Investors interested in Utility - Electric Power stocks are likely familiar with NiSource (NI - Free Report) and NextEra Energy (NEE - Free Report) . But which of these two stocks presents investors with the better value opportunity right now? Let's take a closer look.
Everyone has their own methods for finding great value opportunities, but our model includes pairing an impressive grade in the Value category of our Style Scores system with a strong Zacks Rank. The proven Zacks Rank puts an emphasis on earnings estimates and estimate revisions, while our Style Scores work to identify stocks with specific traits.
Currently, both NiSource and NextEra Energy are holding a Zacks Rank of # 2 (Buy). This means that both companies have witnessed positive earnings estimate revisions, so investors should feel comfortable knowing that both of these stocks have an improving earnings outlook. But this is only part of the picture for value investors.

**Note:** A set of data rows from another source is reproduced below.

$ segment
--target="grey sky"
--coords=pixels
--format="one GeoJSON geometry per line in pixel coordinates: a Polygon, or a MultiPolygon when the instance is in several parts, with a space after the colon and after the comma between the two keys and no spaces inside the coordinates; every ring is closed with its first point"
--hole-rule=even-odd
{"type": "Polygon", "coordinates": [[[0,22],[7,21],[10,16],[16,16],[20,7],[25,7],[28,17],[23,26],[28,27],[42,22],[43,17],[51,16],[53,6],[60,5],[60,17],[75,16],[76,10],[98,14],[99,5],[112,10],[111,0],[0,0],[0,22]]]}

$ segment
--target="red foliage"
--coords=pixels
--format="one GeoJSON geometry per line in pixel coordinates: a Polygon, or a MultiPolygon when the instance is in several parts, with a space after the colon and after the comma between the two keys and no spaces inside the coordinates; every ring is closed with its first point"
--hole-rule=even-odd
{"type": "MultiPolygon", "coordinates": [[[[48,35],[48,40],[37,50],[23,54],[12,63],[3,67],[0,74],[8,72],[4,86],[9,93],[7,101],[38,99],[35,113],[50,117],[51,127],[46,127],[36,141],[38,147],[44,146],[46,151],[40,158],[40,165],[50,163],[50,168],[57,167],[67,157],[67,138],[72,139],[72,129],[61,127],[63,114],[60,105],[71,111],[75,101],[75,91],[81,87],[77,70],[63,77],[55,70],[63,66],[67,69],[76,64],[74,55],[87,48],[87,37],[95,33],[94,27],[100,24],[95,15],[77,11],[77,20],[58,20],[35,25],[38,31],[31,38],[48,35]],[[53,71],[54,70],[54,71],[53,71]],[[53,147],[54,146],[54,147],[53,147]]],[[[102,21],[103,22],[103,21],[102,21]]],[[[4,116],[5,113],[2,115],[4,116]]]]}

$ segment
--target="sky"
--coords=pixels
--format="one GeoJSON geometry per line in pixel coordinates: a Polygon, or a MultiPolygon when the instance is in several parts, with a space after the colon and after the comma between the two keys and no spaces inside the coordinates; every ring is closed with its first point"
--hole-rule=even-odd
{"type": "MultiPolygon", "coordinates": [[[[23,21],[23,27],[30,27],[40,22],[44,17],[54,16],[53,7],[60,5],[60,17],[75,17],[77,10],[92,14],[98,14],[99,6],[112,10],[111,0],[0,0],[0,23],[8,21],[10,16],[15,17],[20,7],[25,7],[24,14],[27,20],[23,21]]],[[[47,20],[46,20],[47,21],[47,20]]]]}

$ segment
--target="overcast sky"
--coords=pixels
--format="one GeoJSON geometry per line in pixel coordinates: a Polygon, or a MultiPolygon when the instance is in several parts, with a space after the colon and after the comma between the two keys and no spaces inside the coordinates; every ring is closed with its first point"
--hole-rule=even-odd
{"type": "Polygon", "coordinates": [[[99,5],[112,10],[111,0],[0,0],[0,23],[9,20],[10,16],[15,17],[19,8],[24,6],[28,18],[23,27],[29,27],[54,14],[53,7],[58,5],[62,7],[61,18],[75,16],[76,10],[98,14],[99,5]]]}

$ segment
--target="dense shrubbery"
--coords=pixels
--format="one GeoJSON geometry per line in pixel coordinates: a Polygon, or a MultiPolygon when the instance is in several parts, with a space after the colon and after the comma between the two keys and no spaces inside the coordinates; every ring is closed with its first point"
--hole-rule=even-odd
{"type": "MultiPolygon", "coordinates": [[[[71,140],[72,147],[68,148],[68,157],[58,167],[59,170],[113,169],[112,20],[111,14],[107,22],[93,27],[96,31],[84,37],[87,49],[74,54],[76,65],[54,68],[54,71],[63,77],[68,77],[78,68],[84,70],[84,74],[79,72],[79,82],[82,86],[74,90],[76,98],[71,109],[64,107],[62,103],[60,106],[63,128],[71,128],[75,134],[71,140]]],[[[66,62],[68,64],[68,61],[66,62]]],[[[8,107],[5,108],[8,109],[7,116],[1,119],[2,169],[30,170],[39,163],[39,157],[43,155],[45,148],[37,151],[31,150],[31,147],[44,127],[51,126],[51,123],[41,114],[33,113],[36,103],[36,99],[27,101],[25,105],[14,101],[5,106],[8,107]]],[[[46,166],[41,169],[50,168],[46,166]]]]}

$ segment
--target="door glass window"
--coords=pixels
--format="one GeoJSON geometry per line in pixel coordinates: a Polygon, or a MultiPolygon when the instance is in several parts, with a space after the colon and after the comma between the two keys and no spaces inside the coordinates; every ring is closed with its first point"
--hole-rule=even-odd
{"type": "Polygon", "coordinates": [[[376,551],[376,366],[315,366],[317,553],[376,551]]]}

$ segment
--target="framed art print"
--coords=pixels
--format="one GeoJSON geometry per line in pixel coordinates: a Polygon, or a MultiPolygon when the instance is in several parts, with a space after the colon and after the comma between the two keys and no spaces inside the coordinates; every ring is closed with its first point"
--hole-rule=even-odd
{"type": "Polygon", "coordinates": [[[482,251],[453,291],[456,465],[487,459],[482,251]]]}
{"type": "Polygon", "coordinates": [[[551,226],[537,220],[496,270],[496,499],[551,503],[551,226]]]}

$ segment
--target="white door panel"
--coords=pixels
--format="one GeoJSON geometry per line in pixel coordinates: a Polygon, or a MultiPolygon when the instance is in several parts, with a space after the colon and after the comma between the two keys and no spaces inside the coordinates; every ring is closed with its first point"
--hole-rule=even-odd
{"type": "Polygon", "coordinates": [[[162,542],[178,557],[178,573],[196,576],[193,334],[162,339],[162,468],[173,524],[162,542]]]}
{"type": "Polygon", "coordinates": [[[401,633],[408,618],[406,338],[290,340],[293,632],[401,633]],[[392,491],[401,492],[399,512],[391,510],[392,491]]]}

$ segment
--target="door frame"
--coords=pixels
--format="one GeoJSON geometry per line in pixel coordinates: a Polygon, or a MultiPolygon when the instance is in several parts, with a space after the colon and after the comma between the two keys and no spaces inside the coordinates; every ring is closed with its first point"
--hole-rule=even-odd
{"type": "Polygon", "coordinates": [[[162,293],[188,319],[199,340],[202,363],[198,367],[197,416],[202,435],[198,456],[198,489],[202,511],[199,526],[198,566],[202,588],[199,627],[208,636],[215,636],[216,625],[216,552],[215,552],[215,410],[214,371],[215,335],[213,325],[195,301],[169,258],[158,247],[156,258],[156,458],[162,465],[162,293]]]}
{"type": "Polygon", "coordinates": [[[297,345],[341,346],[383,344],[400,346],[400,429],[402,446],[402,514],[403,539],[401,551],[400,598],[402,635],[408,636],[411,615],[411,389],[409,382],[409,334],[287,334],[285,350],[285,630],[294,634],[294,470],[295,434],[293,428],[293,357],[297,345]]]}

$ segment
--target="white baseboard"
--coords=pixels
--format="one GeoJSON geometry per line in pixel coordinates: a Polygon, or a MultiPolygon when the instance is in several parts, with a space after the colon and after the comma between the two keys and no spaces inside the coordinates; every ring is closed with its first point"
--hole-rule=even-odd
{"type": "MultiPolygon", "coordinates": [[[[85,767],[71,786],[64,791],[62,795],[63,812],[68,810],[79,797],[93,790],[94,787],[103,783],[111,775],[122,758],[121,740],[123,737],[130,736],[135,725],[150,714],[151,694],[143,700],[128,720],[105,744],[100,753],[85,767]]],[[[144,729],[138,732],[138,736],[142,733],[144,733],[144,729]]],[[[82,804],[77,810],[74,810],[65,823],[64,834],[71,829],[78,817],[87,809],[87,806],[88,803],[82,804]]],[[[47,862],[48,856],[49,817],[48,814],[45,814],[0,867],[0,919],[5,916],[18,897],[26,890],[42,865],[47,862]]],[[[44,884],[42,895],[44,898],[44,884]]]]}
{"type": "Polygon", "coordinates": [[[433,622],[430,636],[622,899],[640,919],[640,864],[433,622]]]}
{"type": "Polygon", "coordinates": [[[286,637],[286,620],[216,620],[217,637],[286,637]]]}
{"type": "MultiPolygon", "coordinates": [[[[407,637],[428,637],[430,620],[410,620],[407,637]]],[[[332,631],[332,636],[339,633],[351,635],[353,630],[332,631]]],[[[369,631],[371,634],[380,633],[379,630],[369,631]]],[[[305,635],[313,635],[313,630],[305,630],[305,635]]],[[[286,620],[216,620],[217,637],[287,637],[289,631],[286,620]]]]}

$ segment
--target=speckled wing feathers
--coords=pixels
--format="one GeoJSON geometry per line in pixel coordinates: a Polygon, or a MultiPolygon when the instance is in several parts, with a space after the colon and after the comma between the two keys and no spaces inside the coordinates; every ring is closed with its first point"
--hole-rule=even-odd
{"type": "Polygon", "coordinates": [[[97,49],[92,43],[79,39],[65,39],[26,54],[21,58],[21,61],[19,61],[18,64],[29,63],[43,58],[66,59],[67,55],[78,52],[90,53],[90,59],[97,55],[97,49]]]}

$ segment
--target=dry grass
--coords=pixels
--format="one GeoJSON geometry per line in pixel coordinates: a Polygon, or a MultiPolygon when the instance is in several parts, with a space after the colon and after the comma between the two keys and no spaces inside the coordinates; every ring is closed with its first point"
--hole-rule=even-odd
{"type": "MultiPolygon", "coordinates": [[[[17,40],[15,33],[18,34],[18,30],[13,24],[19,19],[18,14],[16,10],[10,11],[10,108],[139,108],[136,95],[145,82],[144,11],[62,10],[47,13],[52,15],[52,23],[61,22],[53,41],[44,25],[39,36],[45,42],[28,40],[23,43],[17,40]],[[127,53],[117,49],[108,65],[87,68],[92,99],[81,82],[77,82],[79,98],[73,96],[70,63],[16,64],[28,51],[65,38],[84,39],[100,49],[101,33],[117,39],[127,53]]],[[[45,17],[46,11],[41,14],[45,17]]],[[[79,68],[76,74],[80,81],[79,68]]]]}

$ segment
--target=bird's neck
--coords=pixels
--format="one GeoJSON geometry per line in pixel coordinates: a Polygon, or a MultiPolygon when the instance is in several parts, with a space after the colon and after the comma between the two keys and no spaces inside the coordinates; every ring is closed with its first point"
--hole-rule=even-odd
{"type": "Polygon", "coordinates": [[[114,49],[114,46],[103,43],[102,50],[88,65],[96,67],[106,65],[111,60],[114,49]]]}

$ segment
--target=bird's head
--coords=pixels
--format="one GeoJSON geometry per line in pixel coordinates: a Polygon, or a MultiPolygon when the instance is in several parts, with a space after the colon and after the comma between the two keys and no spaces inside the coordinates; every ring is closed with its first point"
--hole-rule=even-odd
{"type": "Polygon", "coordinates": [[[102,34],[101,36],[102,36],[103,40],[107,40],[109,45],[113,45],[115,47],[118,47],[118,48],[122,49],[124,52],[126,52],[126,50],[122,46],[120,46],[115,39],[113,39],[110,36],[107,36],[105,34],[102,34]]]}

Value investors analyze a variety of traditional, tried-and-true metrics to help find companies that they believe are undervalued at their current share price levels.

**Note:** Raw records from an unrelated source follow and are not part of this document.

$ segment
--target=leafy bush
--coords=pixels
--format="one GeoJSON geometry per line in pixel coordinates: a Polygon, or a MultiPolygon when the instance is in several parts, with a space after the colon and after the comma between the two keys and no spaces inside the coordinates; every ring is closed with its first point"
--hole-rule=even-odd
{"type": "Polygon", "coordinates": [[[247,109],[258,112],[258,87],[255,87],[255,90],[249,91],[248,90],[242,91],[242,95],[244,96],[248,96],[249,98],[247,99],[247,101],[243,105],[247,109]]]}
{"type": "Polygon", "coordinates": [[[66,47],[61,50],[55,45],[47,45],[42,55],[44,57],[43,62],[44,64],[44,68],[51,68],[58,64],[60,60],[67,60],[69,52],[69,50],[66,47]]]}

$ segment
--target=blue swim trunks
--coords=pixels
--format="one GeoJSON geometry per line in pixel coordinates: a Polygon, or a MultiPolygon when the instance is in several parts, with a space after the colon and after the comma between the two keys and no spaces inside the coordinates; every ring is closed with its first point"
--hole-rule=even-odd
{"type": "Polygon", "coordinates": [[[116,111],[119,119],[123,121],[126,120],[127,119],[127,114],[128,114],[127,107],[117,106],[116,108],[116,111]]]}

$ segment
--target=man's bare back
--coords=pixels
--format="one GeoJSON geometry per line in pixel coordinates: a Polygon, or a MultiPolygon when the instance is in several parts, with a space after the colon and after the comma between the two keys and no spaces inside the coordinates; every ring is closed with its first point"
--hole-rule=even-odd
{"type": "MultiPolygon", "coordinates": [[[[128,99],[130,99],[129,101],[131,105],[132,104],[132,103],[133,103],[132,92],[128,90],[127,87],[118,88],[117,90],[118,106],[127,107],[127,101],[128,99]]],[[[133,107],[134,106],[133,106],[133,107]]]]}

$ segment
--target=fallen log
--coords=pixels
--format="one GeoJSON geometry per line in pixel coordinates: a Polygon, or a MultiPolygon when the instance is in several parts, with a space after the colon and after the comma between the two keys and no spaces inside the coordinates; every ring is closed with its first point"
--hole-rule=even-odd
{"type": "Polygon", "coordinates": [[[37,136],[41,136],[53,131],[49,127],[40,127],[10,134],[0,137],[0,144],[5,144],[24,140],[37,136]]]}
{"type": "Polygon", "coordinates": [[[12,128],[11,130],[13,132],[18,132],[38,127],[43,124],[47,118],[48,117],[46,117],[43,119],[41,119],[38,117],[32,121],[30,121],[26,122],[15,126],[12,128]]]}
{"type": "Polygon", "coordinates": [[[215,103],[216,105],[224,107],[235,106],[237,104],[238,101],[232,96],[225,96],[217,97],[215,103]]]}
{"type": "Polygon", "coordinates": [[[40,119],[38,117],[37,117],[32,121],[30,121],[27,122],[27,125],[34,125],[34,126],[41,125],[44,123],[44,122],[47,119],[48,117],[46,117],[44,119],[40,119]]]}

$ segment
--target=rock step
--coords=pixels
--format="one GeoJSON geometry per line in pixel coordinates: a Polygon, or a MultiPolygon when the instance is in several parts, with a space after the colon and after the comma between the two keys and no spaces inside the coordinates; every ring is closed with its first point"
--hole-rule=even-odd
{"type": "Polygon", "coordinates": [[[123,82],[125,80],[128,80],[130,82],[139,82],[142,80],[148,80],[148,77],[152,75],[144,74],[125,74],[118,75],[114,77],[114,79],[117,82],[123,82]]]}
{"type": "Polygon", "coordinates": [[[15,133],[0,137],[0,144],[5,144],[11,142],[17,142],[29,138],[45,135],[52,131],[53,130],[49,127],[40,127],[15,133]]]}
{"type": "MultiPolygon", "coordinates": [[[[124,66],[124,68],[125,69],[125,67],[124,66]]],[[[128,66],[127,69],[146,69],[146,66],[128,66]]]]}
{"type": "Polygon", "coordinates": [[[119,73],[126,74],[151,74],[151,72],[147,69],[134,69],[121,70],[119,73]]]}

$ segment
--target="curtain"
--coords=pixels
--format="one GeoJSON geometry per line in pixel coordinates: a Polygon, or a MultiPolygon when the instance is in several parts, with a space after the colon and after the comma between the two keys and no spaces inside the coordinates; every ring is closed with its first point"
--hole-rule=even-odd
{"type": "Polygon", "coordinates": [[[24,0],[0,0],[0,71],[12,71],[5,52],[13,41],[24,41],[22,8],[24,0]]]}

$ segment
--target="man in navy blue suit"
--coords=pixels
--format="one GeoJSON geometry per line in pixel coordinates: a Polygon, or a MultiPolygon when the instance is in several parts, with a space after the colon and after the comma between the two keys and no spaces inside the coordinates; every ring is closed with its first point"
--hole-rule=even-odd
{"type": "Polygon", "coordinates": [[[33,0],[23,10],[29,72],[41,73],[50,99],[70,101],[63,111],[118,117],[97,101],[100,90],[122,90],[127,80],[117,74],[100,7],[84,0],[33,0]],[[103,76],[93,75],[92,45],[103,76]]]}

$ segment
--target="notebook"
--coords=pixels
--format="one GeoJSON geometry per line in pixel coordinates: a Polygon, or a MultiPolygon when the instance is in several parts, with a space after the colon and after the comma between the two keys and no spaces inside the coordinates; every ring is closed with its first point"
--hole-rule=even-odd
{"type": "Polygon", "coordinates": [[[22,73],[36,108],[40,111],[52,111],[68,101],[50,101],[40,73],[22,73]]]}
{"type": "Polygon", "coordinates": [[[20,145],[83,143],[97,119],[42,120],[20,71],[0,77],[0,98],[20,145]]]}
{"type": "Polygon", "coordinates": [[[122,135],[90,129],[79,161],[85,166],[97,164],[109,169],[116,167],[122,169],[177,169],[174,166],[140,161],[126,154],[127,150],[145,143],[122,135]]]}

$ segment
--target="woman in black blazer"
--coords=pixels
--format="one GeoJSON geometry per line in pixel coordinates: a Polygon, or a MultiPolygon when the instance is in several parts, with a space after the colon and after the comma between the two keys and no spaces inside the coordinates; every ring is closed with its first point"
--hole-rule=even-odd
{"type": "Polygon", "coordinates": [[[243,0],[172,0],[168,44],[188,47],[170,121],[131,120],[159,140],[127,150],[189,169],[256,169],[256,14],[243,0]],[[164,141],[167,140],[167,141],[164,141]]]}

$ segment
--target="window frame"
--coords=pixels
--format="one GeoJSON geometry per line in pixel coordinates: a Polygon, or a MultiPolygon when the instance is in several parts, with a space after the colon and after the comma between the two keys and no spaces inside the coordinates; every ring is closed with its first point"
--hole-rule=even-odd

The Value category of the Style Scores system identifies undervalued companies by looking at a number of key metrics. These include the long-favored P/E ratio, P/S ratio, earnings yield, cash flow per share, and a variety of other fundamentals that help us determine a company's fair value.
NI currently has a forward P/E ratio of 20.69, while NEE has a forward P/E of 29.51. We also note that NI has a PEG ratio of 2.91. This popular figure is similar to the widely-used P/E ratio, but the PEG ratio also considers a company's expected EPS growth rate. NEE currently has a PEG ratio of 3.17.
Another notable valuation metric for NI is its P/B ratio of 2.03. Investors use the P/B ratio to look at a stock's market value versus its book value, which is defined as total assets minus total liabilities. By comparison, NEE has a P/B of 3.73.
These metrics, and several others, help NI earn a Value grade of B, while NEE has been given a Value grade of D.
Both NI and NEE are impressive stocks with solid earnings outlooks, but based on these valuation figures, we feel that NI is the superior value option right now.